Not too long after our break-up, I began to fall for this guy, whose name won't be mentioned. He was really nice, good looking, but he had an emotional dark side. It was really hard to get him to open up to me, but when he finally did, I began to fall harder. Nothing happened between us because he was ended up dating a girl right before the summer started and I had quickly gotten over him. This was when I, officially, declared that I'd never fall in love again.
Summer '08 was awesome. I went out all the time with my friends and had many great adventures and times with them. I grew up, but I was still naive about love and my past relationship with Zak.
The summer ended and my junior year began. This was the first time in my life that I didn't have a crush on someone since I began noticing boys when I was five. I was independent and I was becoming a more mature and better friend than I was before. School was normal and I was happy to see that I didn't have any classes with Zak. I only had lunch with him, which wasn't too bad because I could ignore him (he sat at my table because his friends are my friends and still are). I was pretty much over him by then, but it was still hard and weird, in a way, to see him and talk to him sometimes.

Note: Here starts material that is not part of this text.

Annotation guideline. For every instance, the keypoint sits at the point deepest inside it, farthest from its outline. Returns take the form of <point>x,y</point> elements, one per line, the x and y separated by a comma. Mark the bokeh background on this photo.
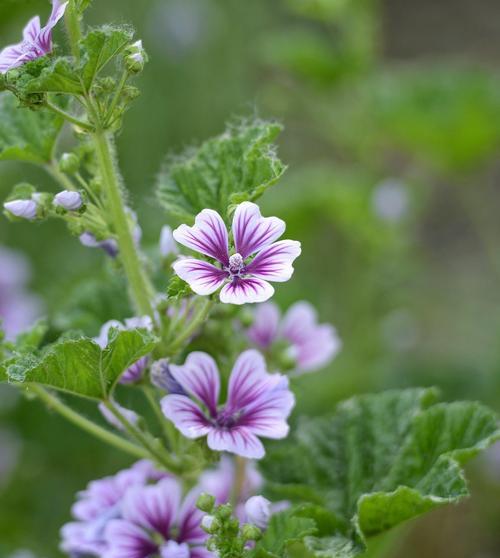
<point>392,134</point>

I tried out for my school's FAME group, which is a singing and dancing performance group that only accepts about thirty kids a year. I tried out with my choir friends, Mike, Luciano, Andrew and Christina, so it made it easier and less nerve wracking on myself. I didn't make the group, which everyone else from choir did. I was so heart broken, but during the whole freaking out about FAME, I began to have a little crush on Andrew. I had almost all of my classes with him and he was my chemistry lab partner at that time. We grew really close, especially after spraining my ankle in October, which led my to have to use crutches for a week and a half. He carried my school stuff between all of my classes and even to my bus at the end of the day. He was so helpful and that's when I really began to fall for him. I invited him to my Halloween party and he ended up being to only guy there, which was funny. He and I were attached for, pretty much, the whole night. My ankle was still a bit sore at that point and he still got me whatever I needed. It was pretty funny actually, now that I think of it, that he would get up to get my a soda or something and I'd argue with him about it, saying that I could get my own stuff. About a week later, he asked me out and I said yes. That was on November 6 and I still say that that was the most nerve-wracking and best day of my life. Nerve-wracking because I knew what was going to happen that day, but I wasn't sure if I was ready for it or not and happy for obvious reasons.
I'm in love now, but I realized that I've always been in love. Love isn't about sex, attraction or dating, it's about finding people whom you truly care about and know that you'd fall apart in your life without them. I'm "in love" with my family, my besties and the people in my life whom I'd do anything for. Yes, I love my boyfriend more than others, that's expected, but I don't need a boyfriend to show me what love is really about. We all have love in our lives. No matter how terrible our lives our and how much we think that no one cares, there is always someone there whom we go to that truly cares about us.
The point of this post was for me to show you all my view on what love is. It has taken me a long time for me to see this and I know that I've got a lot more to learn, but for right now, I think that I've found what love truly is for myself because love is such an opinionated subject and I know that some whom are reading this will disagree with me and I know that some will agree with me and have more to add on this. I'm sorry if anyone is/was offended by anything I've said in this post.
The title is a homage to William Shakespeare's Hamlet ,in which the original quote is, "To be, or not to be, that is the question." and the quote "...crazy little thing called love..." is from the song, "Crazy Little Thing Called Love" by Elvis Presley. All rights go to whom ever the owners are.